RFC: Service-specific middleware

Status: Implemented

For a summarized list of proposed changes, see the Changes Checklist section.

Currently, all services use a centralized AwsMiddleware that is defined in the (poorly named) aws-hyper crate. This poses a number of long term risks and limitations:

  1. When creating a Smithy Client directly for a given service, customers are forced to implicitly assume that the service uses stock AwsMiddleware. This prevents us from ever changing the middleware stack for a service in the future.
  2. It is impossible / impractical in the current situation to alter the middleware stack for a given service. For services like S3, we will almost certainly want to customize endpoint middleware in a way that is currently impossible.

In light of these limitations, this RFC proposes moving middleware into each generated service. aws-inlineable will be used to host and test the middleware stack. Each service will then define a public middleware module containing their middleware stack.

Terminology

  • Middleware: A tower layer that augments operation::Request -> operation::Response for things like signing and endpoint resolution.
  • Aws Middleware: A specific middleware stack that meets the requirements for AWS services.
  • Smithy Client: A aws_smithy_client::Client<C, M, R> struct that is responsible for gluing together the connector, middleware, and retry policy. This is not generated and lives in the aws-smithy-client crate.
  • Fluent Client: A code-generated Client<C, M, R> that has methods for each service operation on it. A fluent builder is generated alongside it to make construction easier.
  • AWS Client: A specialized Fluent Client that defaults to using a DynConnector, AwsMiddleware, and Standard retry policy.
  • Shared Config: An aws_types::Config struct that is responsible for storing shared configuration data that is used across all services.
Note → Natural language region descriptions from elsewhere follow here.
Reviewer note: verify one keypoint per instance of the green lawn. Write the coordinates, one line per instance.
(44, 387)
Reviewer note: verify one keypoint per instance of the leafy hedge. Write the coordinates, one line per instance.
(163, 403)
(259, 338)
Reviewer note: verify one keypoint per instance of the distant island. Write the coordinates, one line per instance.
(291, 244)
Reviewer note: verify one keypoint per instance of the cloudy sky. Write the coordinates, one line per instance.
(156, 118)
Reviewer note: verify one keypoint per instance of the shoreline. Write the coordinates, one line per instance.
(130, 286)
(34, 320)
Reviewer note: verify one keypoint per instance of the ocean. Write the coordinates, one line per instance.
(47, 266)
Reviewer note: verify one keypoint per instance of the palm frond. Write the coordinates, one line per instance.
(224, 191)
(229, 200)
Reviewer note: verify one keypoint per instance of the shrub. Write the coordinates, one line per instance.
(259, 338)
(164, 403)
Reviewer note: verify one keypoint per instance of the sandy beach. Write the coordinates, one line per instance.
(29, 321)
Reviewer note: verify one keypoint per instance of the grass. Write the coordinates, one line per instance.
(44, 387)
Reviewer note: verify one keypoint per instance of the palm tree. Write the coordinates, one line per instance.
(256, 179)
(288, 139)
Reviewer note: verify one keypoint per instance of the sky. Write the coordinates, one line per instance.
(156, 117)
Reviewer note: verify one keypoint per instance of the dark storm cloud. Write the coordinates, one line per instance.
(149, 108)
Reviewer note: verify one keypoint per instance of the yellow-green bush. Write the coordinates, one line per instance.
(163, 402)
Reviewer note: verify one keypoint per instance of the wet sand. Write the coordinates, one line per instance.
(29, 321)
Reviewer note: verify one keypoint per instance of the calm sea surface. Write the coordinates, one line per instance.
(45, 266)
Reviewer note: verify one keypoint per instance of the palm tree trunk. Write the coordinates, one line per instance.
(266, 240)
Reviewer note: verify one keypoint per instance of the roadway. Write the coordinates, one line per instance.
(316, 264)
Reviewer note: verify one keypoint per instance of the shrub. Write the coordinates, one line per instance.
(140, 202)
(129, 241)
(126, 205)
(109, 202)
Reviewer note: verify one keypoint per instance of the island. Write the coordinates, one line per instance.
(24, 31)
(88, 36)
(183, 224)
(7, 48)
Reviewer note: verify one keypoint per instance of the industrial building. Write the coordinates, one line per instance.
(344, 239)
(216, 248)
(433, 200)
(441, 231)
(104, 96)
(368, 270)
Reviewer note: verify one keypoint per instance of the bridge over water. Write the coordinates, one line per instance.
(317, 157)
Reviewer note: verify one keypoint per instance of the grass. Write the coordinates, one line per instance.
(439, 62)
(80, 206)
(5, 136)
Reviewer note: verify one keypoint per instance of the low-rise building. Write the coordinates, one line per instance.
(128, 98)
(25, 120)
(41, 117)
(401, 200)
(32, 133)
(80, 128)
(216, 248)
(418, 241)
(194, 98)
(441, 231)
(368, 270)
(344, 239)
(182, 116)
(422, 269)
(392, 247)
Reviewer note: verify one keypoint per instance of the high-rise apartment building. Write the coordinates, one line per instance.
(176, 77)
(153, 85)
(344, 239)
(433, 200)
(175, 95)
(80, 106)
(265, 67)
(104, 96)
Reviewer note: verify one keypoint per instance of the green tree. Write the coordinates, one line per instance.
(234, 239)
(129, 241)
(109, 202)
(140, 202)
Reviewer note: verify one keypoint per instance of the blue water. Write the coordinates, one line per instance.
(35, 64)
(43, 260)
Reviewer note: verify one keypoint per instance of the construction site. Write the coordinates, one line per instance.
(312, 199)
This is not generated and lives in the aws-types crate.
  • Service-specific Config: A code-generated Config that has methods for setting service-specific configuration. Each Config is defined in the config module of its parent service. For example, the S3-specific config struct is useable from aws_sdk_s3::config::Config and re-exported as aws_sdk_s3::Config.

Detailed Design

Currently, AwsMiddleware is defined in aws-hyper. As part of this change, an aws-inlineable dependency will be added containing code that is largely identical. This will be exposed in a public middleware module in all generated services. At some future point, we could even expose a baseline set of default middleware for whitelabel Smithy services to make them easier to use out-of-the-box.

The ClientGenerics parameter of the AwsFluentClientGenerator will be updated to become a RuntimeType, enabling loading the type directly. This has the advantage of making it fairly easy to do per-service middleware stacks since we can easily configure AwsFluentClientGenerator to insert different types based on the service id.

Changes Checklist

  • Move aws-hyper into aws-inlineable. Update comments as needed including with a usage example about how customers can augment it.
  • Refactor ClientGenerics to contain a RuntimeType instead of a string and configure. Update AwsFluentClientDecorator.
  • Update all code and examples that use aws-hyper to use service-specific middleware.
  • Push an updated README to aws-hyper deprecating the package, explaining what happened. Do not yank previous versions since those will be relied on by older SDK versions.